カヴァイエ=コルは金銭問題に悩まされた事でも知られる。彼の手による楽器は当時並ぶもののない存在であったが、それでも彼の事業の基盤は確固たるものとはならなかった。彼はパリに没する直前の1898年に、シャルル・ムタンへと会社の経営を引き継いでいる。ムタンはオルガン事業を継続したが、第2次世界大戦によって会社はほぼ消滅してしまった。
影響
編集カヴァイエ=コルはオルガン制作の美術面及び技術面に革新をもたらし、専門家の間に浸透した彼の方法論は20世紀初頭に至るまでオルガン制作の現場で影響力を持ち続けた。20世紀に入って吹き荒れたオルガン改修運動[注 1]ではバロック時代のオルガンへの回帰が謳われたが、21世紀が近づく頃にはカヴァイエ=コルの意匠は再び脚光を浴びるようになった。彼の死後、20世紀にはシャルル・ムタンが事業を維持していた。カヴァイエ=コルは独自の研究と実験に基づいて、オルガンに関する多数の学術論文や書籍を執筆し、出版した。彼は「フルート・ハーモニーク flûte harmonique」など、数種類のオルガンの音色、ストップ、複合ストップを考案した。彼の生涯と作品に焦点を当てたドキュメンタリー映画が2011年に撮影され、2012年に公開されている[1]。

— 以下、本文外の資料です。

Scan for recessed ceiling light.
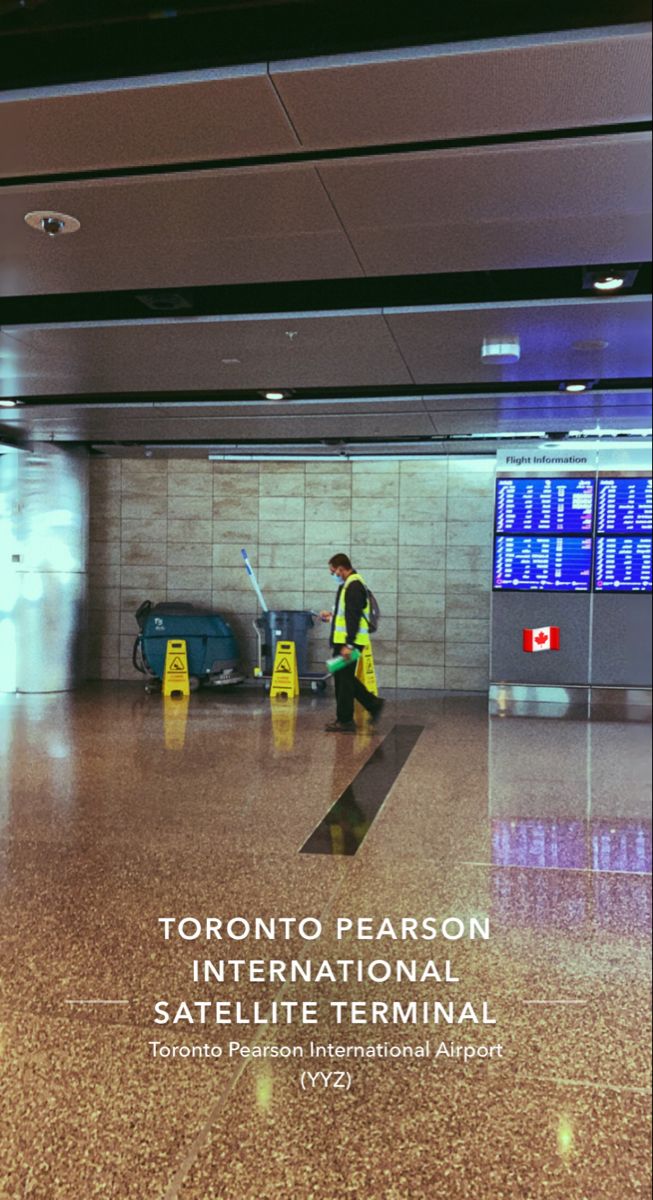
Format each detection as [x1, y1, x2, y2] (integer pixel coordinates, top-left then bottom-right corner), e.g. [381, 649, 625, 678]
[582, 263, 639, 293]
[571, 337, 610, 353]
[25, 209, 80, 238]
[592, 275, 625, 292]
[480, 334, 521, 365]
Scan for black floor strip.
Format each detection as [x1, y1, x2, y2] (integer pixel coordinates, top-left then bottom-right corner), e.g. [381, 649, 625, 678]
[301, 725, 424, 854]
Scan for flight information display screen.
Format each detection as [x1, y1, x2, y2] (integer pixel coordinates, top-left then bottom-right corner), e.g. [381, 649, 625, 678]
[597, 478, 653, 534]
[496, 475, 594, 534]
[493, 534, 592, 592]
[594, 538, 651, 592]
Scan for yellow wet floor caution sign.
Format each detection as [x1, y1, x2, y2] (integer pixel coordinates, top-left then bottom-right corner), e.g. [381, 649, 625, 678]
[162, 641, 191, 696]
[357, 646, 378, 696]
[270, 642, 299, 700]
[163, 696, 191, 750]
[270, 696, 298, 755]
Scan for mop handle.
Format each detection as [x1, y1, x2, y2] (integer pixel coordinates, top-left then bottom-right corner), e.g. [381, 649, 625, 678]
[240, 550, 270, 612]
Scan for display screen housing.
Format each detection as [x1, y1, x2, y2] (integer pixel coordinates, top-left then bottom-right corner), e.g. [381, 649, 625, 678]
[594, 536, 652, 593]
[493, 534, 592, 592]
[495, 475, 594, 534]
[597, 476, 653, 534]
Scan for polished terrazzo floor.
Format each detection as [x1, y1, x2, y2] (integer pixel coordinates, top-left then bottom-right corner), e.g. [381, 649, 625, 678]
[0, 684, 651, 1200]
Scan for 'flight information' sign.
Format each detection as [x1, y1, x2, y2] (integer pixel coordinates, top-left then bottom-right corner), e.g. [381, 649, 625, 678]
[493, 535, 592, 592]
[597, 478, 653, 534]
[594, 538, 651, 592]
[496, 476, 594, 534]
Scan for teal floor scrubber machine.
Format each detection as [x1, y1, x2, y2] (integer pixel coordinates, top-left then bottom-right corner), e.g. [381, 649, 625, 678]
[132, 600, 244, 691]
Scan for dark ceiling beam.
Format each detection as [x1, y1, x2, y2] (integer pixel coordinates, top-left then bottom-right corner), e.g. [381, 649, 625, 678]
[0, 0, 649, 89]
[0, 263, 652, 328]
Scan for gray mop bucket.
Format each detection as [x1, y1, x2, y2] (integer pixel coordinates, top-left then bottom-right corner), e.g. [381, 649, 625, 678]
[254, 608, 313, 678]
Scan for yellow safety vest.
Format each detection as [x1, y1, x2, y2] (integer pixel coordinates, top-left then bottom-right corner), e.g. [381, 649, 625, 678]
[334, 571, 370, 646]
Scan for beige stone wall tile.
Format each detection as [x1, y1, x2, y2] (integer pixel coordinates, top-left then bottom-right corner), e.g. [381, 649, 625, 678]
[305, 462, 352, 500]
[399, 458, 448, 499]
[88, 541, 120, 566]
[376, 662, 399, 692]
[211, 541, 258, 566]
[211, 588, 258, 619]
[447, 521, 492, 547]
[121, 492, 168, 521]
[258, 541, 304, 571]
[211, 568, 254, 595]
[305, 494, 352, 521]
[214, 463, 258, 499]
[167, 541, 212, 574]
[167, 566, 212, 593]
[399, 545, 445, 574]
[167, 588, 211, 608]
[397, 592, 444, 624]
[212, 496, 259, 521]
[120, 517, 168, 542]
[168, 494, 214, 521]
[399, 521, 447, 547]
[258, 492, 304, 521]
[351, 547, 399, 575]
[397, 641, 444, 667]
[399, 496, 447, 522]
[120, 565, 167, 592]
[397, 617, 444, 642]
[264, 590, 304, 612]
[168, 463, 214, 499]
[121, 539, 168, 568]
[447, 617, 490, 646]
[89, 563, 121, 589]
[352, 520, 397, 546]
[352, 463, 399, 499]
[88, 586, 120, 612]
[168, 518, 212, 544]
[212, 517, 259, 542]
[397, 665, 444, 691]
[89, 513, 121, 541]
[304, 521, 352, 547]
[259, 463, 306, 498]
[397, 569, 445, 595]
[447, 589, 490, 619]
[258, 521, 304, 548]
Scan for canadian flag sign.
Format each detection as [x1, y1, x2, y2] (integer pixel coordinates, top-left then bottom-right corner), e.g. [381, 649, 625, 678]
[522, 625, 561, 653]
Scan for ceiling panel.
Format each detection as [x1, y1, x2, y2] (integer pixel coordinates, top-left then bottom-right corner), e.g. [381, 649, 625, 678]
[0, 166, 363, 295]
[385, 296, 651, 385]
[319, 133, 651, 275]
[270, 26, 651, 148]
[6, 313, 412, 396]
[0, 65, 299, 176]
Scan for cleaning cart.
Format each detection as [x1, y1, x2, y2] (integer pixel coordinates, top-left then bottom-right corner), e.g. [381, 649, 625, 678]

小惑星(5184) Cavaille-Collはカヴァイエ=コルに因んで命名された[2]。
主要作品
編集カヴァイエ=コルは50年以上にわたって、主としてフランス国内に510のオルガンを建造した。国外ではスペイン、オランダ、イングランド、ロシア、ブラジルそしてアルゼンチンなどが挙げられる。一部にはムタン=カヴァイエ=コル社建造のものも含まれる。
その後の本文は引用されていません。